İS
Yakmak en sonunda temsili bir sigarayı. En sonunda yakmak tarottaki sırf şansını zorlamak için 2 tane aldığın aşk kartlarını. Ve yakmak kendisi kalmadığı için tarottaki aşk acısı kartlarını.
Belki de varoluşundan beri bu kadar çok yok etmek için kullanılmamıştı. Başka şeyler de yapabilirdi.
Bir kamp akşamında neşeli kalabalığı da ısıtabilirdi, sevdiğine hazırlanan bir yemeği pişirebilirdi , bir hıdırellez gecesinde belki de dilekleri gerçekleştirebilirdi, tanrı bile olmuştu zamanında insanlıkla konuşmuştu bilge alev.
Nasıl bu kadar yok edici olmuştu bir insanın ellerinde... Bir tehtide dönüşmüştü... Nasıl en güzel duyguları yok edecek hale gelmişti?
İlk neyi götürmüştü ?
İlk olarak bir sevgiyi yakmıştı. Çünkü onunla ne yapacağını bilemediği için.
Sonra bir kalp kırıklığını... Sonra bir umudu.... sonra kötü geçen bir günü... bir dileği yakmıştı akabinde.
Tek tek yok ettiğini düşünürken çift çift yok etmişti her şeyi...
Mesela bir kalp kırıklığını yaktığını düşünürken , bir sevda ihtimalini..
Bir üzüntüyü yaktığını düşünürken, bir güçlenme anını.
Bir planı yok ederken, başarma ihtimalini.
Bir yas anı yok olduğunda bir coşku anını da yok etmişti.
Hep planladığından fazlasını...
Geriye bir şey kalmayınca da parmaklarının uçlarını...
Geriye kalan yanmış parmak uçlarıyla sigarasını yakan isli bir yüz.
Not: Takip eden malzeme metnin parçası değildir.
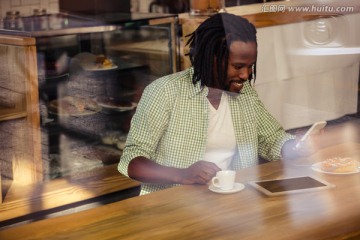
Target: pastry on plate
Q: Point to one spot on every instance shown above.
(340, 165)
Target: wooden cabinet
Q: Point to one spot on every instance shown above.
(20, 141)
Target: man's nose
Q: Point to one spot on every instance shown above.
(244, 73)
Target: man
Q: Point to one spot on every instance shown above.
(193, 123)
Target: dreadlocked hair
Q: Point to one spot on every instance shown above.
(211, 42)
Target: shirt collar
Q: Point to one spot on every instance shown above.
(197, 89)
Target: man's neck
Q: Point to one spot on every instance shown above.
(214, 97)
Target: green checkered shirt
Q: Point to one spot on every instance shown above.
(171, 123)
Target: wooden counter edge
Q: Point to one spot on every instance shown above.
(278, 13)
(16, 40)
(27, 199)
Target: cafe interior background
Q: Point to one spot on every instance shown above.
(307, 71)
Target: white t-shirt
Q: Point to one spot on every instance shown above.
(221, 143)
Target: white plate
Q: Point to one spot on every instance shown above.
(317, 167)
(237, 188)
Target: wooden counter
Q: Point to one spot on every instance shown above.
(194, 212)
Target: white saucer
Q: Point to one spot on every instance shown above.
(237, 188)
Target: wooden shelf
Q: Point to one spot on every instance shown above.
(9, 114)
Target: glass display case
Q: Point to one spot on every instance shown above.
(64, 120)
(90, 84)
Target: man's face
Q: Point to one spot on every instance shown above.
(242, 57)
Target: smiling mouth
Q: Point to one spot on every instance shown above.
(236, 86)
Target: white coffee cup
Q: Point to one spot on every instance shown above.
(224, 180)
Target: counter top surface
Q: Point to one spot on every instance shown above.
(194, 212)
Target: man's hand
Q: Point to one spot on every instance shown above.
(200, 172)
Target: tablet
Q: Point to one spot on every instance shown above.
(275, 187)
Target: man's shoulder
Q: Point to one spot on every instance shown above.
(172, 81)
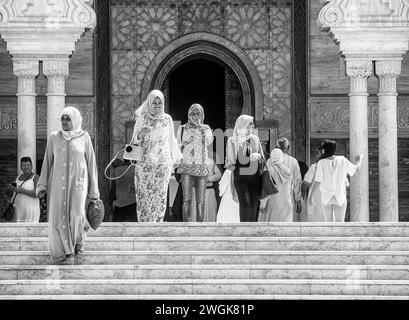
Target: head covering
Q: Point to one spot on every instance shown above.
(76, 120)
(195, 122)
(277, 168)
(146, 108)
(283, 143)
(240, 132)
(329, 147)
Elinde duygu haritasıyla sanki yaktıklarından başka yenilerini bulabilecekmiş gibi...
Kendi yaktıklarını başkalarında bile görmeye tahammül edemeyen onları da yakmak isteyen isli bir yüz...
Elinde haritasi ve tahammülsüzlüğü...
"Bu kadar çok şey yandıysa, artık yeni bir şey yazılabilir."